人間の幸福の価値観は個人差があります。それは不幸に対しても同じ。
目黒の秋刀魚を食べて喜ぶ殿様は、尾頭付きの鯛なんかに感動なんてしません。
途方もない厄災を背負った人が、
視界に自分の鼻が見えて気になると悩む人を慰める場合もある。
それでも、幸福や不幸は個人的なもので、とても比較できる代物ではない。
その個人としての人間には、越えられない一線があるものです。
それを、「こだわり」と訳せばいいのか、わからない。
本郷の坂を下りれば小石川界隈。
先月、28日にここで事件は起きました。
「東京・小石川一家6人死傷」事件。
唯一、無傷で難を逃れた小学校6年生の長女が近所に助けを求めた。
「うちが大変なことになっている」
ニュースで御存知ですよね。
凶行を行った父親は42歳でしたね。
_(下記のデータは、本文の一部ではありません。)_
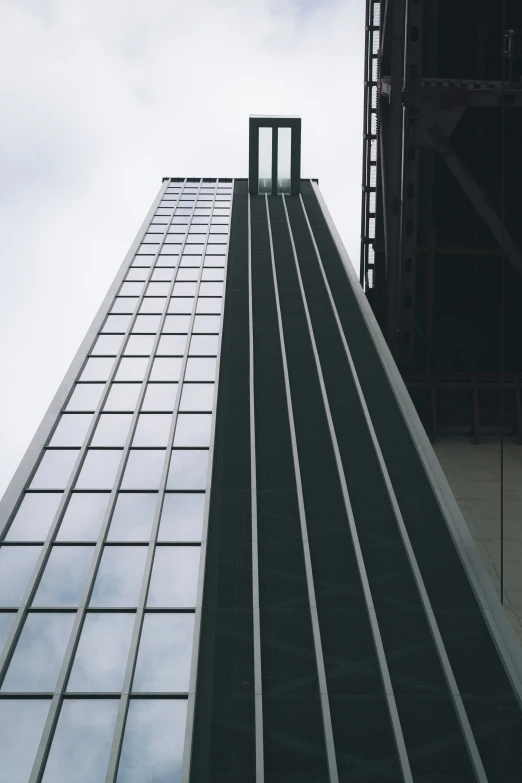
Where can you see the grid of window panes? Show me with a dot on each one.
(99, 566)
なんとも痛ましい事件でした。
その翌日、私は武田さんと恒例の二人だけの花見で、中川の土手でこの事件を語った。
製本会社を経営しているそうでした。
小石川という音羽の講談社のお膝元。
また、大日本や凸版印刷の城下町のひとつでもあります。
事件の動機には、印刷会社の工場が埼玉に移転することから、
この父親の会社も移転を余儀なくされたことから。
数年前に、脳梗塞で倒れた祖父が頑なにそれを反対していたそうです。
板挟みの父親。動機の最後に「ストレス」という言葉が適用させる。
製本会社って聞くと中小企業という言葉が浮かびますよね。
活字離れで本が売れない時代。出版社、印刷会社以上に、
こういった中小の関連業界は大変です。
武田さんはこう話していました。
「 馬太郎君、あの辺りの製本屋とかは結構な資産家なんだよ。
昔からやっているから敷地面積も広い。
亡くなった先代も犯人の旦那も、その一線が越えられなかったんだろう。
中小といえども、小であっても、長は長だからね。
それまでの生活や価値観はなかなか変えられないものだ。 」
人間が生きて往くには、様々な「しがらみ」があるものです。
あちらを立てればこちらが立たない。
この父親の凶行をそこからの過度のストレスから正常な判断ができなかった。
と、結論づけてしまえば、その通りですけどね。
その話を先日、ハル教授に話したら、彼はこう言っていました。
「 あの事件で思い止まった同業者がたくさんいたでしょうね。 」
違う世界、違う環境の人間からみれば、大した「一線」ではないと思うかもしれません。
都内の土地を処分して、埼玉に移転することが、都落ち?
そこまで思い詰める必要があるのかと。
税金の問題もあったかもしれません。それでも、
そこまで追いつめた原因の根底にある大切な家族を手にかけてまで、、、。
人間には越えられない一線がある。
けれども、それを越えた人間と越えられない人間の差は大きいものです。
運命は変化して、必ず私たちに何かのシグナルを、兆しを与えます。
それを幸運とか不運とか判断するのではなく、
その兆しをつかんで、次の一歩を踏み出す勇気が必要だと思います。
他人の不幸は蜜の味。とか、他人の不幸を傍観して胸をなでおろす。
なんてことではなく、自分の越えられない一線っていうものを
常日頃、考えておく必要があります。
誰のためではなく、自分のために。